The directive was formalised through an Executive Order signed last week and publicly disclosed by the Federal Ministry of Finance on Wednesday. According to the ministry, the order is designed to restore constitutional compliance in oil revenue administration and eliminate fiscal practices that have weakened remittances to the Federation Account.
Suspension of Deductions and Management Fees
Under the new framework, NNPC Ltd. is no longer permitted to deduct management fees or frontier exploration funding from oil proceeds before remittance. The Executive Order halts deductions tied to frontier basin exploration and suspends the collection of management fees that had been embedded within the Petroleum Industry Act (PIA) revenue structure.
In addition, gas flare penalty payments previously channelled into the Midstream Gas Infrastructure Fund will cease under the new directive.
Going forward, statutory payments — including taxes, royalties, and profit oil derived from Production Sharing Contracts (PSCs) — must be transferred directly to the appropriate fiscal authorities without deduction at source. This effectively blocks retention mechanisms that had allowed substantial portions of oil income to be withheld before distribution through the Federation Account Allocation Committee (FAAC).
Constitutional and Regulatory Realignment
The Finance Ministry stated that the Executive Order seeks to realign petroleum revenue management with the 1999 Constitution, which vests ownership of mineral resources in the Federation and requires all revenues derived from those resources to be paid into the Federation Account for appropriation.
The order also clarifies regulatory responsibilities between the Nigerian Upstream Petroleum Regulatory Commission and the Nigerian Midstream and Downstream Petroleum Regulatory Authority to prevent overlaps and ambiguities that may have contributed to revenue leakages.
An inter-agency implementation committee chaired by the Minister of Finance and Coordinating Minister of the Economy, Wale Edun, has been constituted to oversee enforcement of the directive and ensure compliance across relevant institutions.
Background: Revenue Pressures and PIA Allocations
The action follows growing concern over declining oil and gas receipts despite improved production volumes and relatively stable global oil prices.Officials argue that fiscal arrangements introduced under the Petroleum Industry Act 2021 enabled significant off-budget allocations. Under the PIA framework, 30 percent of Production Sharing Contract profits were allocated monthly to frontier exploration, while an additional 30 percent was earmarked as management fees — a structure critics contend eroded distributable revenues.
Recent disclosures from FAAC documents revealed that NNPC received N318.05 billion between January and August 2025 for frontier oil exploration alone.
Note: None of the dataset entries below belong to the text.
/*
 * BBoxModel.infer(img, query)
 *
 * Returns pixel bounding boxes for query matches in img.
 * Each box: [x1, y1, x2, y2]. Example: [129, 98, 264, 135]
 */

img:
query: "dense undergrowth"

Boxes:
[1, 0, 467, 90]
The Director-General of the Budget Office of the Federation had previously stated that nearly 60 percent of gross oil revenue was being absorbed by various deductions under the existing model.
President Tinubu had earlier instructed the Economic Management Team to review the 30 percent management and 30 percent frontier exploration allocations and propose structural reforms.
Immediate Effect and Fiscal Implications
The Executive Order takes immediate effect and is described as an interim corrective measure pending potential legislative amendments to embed the reforms within statutory law.
Economic analysts say the directive represents a significant tightening of federal oversight over oil revenue administration and could materially alter NNPC’s funding model, cost recovery mechanisms, and cash flow architecture under the PIA regime.
If fully implemented, the reforms could substantially increase net oil receipts flowing into the Federation Account, potentially reshaping revenue allocations for federal, state, and local governments at a time of heightened fiscal pressure and rising public expenditure demands.